Trop belle... la vie
Le dialogue se fera désormais à trois puisque l’amour entre dans la danse. Le combat final est lancé, sorte de ballet socratique où chacun fourbit ses dernières armes. Blier enrhume sa valse diabolique pour placer au cœur de son dispositif relationnel l’idée d’une résolution par l’amour. Le changement sonne a contrario des films comme Buffet froid, Préparez vos mouchoirs ou encore Mon Homme. Rien d’anormal si nous considérons que le duo est composé d’un personnage porteur d’une maladie. Reste la gouvernante Louisa. Magistralement interprétée par une Anne Alvaro touchante de justesse, elle représente la mère de substitution, l’amoureuse secrète, celle qui sera toujours là quoiqu’il arrive. La femme serait donc le remède à cet absolu recherche de solitude dans la déchéance et puis la mort. On peut considérer l’échappatoire vaine, facile, opportuniste. Faux ! La maîtrise formelle du film lui donne, au contraire, une audace véritable qui touche au but. Peu importe les approximations philosophiques d’une réflexion sur la mort n’osant pas sonder le tréfonds de l’âme humaine.
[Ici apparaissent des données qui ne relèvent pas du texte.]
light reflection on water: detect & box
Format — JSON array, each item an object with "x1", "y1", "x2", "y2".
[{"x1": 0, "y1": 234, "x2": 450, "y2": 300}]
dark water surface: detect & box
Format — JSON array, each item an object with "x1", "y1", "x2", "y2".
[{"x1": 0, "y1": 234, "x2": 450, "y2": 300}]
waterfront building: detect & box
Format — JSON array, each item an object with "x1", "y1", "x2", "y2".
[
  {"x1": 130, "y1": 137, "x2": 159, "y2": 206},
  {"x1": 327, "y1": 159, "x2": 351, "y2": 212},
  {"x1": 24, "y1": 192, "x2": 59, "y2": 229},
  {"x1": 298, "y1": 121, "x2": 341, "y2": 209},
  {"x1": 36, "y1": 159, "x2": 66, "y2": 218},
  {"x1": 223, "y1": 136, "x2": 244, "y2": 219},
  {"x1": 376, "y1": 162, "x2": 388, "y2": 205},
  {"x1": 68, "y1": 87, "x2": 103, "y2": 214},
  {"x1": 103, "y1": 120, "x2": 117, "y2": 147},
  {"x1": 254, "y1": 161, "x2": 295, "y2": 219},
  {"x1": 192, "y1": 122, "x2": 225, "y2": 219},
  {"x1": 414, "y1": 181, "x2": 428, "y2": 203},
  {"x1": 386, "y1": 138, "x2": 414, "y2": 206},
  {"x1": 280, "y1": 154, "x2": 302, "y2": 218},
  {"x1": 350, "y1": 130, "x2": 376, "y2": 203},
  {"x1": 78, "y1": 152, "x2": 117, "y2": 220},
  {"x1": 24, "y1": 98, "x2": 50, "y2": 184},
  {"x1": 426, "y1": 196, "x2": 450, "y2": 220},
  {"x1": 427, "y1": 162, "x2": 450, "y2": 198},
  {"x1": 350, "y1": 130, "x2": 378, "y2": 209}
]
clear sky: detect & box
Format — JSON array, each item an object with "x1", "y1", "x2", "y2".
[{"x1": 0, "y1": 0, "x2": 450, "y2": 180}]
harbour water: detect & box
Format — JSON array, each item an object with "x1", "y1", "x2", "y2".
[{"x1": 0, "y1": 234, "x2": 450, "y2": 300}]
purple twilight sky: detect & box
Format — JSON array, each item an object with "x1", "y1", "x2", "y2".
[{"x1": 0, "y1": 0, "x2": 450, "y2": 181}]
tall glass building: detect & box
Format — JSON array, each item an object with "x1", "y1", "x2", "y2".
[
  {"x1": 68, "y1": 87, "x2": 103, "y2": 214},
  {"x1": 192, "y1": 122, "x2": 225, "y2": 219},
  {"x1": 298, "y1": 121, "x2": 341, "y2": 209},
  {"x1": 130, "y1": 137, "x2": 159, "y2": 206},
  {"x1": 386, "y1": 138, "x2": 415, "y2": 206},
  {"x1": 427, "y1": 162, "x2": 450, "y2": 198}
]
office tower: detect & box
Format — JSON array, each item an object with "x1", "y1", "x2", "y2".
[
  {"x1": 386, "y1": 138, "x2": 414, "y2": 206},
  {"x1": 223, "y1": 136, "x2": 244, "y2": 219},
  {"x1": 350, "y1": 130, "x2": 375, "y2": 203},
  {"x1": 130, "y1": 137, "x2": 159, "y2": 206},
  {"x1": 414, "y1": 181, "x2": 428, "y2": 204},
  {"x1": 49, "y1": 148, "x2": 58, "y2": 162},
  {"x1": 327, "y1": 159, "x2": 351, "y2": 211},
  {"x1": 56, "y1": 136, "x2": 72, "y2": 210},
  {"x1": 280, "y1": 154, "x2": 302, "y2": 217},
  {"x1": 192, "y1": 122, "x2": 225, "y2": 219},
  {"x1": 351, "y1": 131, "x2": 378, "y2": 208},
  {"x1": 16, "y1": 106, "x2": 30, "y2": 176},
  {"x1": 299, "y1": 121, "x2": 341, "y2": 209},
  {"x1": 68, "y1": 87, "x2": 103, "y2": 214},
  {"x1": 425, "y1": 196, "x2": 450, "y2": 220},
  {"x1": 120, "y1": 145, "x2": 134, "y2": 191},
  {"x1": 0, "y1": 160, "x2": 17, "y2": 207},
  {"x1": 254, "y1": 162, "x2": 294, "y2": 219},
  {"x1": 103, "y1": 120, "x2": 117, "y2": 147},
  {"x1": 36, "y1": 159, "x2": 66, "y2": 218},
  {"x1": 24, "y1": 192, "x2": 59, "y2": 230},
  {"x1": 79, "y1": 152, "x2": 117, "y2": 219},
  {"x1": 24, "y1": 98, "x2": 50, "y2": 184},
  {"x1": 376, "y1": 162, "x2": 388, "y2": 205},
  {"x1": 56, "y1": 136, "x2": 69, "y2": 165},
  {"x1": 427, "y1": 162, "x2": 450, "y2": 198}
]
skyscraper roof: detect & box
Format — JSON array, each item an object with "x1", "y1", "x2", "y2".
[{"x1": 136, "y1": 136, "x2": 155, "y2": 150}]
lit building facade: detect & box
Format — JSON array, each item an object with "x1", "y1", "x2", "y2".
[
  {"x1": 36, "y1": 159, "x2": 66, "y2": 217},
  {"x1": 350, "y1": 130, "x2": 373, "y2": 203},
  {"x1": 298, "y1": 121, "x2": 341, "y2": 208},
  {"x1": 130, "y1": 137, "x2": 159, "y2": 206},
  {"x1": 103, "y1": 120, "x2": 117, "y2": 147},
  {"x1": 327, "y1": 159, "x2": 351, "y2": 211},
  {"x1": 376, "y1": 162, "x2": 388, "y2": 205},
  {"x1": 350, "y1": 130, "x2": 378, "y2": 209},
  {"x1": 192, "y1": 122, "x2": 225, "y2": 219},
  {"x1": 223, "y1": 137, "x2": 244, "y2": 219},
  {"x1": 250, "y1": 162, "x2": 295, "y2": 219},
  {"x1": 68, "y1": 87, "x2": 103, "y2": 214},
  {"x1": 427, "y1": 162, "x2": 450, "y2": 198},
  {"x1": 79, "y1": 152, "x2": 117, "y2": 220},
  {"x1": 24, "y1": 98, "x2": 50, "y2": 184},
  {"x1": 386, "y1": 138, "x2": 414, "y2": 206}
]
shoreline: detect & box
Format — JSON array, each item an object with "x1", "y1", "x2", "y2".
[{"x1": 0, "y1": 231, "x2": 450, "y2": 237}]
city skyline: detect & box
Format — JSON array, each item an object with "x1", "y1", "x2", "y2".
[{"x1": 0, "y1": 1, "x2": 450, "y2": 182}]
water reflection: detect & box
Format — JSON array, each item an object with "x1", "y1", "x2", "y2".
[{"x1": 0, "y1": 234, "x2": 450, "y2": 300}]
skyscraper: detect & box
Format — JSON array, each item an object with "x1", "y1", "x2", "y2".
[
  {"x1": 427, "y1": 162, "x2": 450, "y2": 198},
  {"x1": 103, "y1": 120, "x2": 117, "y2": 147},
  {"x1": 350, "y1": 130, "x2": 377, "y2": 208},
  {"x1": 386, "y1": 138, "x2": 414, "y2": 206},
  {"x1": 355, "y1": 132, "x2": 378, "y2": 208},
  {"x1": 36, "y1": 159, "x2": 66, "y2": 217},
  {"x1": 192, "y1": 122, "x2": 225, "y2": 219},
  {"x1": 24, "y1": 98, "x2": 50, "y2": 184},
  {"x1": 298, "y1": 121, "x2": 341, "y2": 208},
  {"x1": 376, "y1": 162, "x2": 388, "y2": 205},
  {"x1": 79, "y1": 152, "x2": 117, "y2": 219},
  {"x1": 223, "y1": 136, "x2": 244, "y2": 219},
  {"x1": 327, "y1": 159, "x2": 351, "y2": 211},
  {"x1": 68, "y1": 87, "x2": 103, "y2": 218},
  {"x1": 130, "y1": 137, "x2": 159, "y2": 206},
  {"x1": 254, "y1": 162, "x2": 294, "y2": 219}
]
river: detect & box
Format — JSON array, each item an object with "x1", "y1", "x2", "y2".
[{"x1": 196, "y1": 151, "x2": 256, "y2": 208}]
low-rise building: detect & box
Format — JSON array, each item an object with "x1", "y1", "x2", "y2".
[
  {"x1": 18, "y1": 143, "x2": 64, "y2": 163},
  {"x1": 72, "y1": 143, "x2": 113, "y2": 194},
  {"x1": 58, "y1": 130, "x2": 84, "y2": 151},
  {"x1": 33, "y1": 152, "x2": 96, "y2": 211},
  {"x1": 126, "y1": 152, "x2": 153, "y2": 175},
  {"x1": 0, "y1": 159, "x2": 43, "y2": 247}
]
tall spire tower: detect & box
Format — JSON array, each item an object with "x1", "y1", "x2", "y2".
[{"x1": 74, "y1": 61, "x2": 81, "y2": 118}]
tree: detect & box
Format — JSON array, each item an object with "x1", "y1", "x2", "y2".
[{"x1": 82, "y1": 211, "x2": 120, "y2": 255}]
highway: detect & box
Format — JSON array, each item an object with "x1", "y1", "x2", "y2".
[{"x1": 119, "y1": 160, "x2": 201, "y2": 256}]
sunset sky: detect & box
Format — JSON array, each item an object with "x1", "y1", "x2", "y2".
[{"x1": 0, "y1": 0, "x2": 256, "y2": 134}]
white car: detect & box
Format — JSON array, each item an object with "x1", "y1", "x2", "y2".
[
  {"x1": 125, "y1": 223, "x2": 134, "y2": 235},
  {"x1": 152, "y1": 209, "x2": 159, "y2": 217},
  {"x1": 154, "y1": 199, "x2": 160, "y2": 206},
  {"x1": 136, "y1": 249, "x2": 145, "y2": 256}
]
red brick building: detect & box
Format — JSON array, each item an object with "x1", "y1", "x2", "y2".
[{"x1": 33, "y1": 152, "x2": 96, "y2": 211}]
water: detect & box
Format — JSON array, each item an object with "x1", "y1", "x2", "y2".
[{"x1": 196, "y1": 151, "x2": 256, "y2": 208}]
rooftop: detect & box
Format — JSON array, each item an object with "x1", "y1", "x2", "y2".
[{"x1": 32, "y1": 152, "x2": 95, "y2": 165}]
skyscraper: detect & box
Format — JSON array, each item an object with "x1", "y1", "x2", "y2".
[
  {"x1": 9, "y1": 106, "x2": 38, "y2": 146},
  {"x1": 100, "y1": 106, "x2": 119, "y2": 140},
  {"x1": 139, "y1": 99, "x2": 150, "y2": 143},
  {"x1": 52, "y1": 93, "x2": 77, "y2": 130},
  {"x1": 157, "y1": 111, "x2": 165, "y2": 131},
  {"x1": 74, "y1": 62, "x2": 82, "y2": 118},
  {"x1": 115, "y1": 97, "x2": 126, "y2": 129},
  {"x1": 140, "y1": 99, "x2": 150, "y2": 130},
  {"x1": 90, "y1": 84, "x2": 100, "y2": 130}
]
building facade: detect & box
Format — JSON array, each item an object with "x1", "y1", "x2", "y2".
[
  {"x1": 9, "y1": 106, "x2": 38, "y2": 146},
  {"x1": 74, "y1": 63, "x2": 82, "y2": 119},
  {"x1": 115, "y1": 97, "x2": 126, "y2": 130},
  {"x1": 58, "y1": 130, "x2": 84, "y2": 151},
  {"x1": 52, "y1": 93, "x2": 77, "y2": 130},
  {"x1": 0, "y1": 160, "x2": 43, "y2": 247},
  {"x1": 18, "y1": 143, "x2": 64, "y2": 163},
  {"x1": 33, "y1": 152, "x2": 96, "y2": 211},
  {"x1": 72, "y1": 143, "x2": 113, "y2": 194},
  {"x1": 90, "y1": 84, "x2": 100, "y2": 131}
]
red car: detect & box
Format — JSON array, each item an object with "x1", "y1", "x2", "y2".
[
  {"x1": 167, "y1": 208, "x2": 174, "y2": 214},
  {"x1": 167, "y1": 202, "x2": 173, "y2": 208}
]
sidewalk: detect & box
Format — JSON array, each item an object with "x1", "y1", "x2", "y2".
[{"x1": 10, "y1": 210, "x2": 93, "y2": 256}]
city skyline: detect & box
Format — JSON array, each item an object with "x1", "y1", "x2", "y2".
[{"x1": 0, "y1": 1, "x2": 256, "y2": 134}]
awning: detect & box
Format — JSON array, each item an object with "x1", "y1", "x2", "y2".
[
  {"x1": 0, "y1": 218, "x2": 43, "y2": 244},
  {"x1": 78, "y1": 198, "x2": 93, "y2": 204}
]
Sans être mièvre pour autant, Le Bruit des glaçons assume, dans la rigueur de travellings glissant sur les corps enlacés de Charles et de Louisa, sa morale de l’amour triomphant. A moins de voir l’épilogue comme un dernier de pied de nez burlesque d’un metteur en scène qui n’a pas fini filmer son dernier plan ni de fumer sa dernière pipe.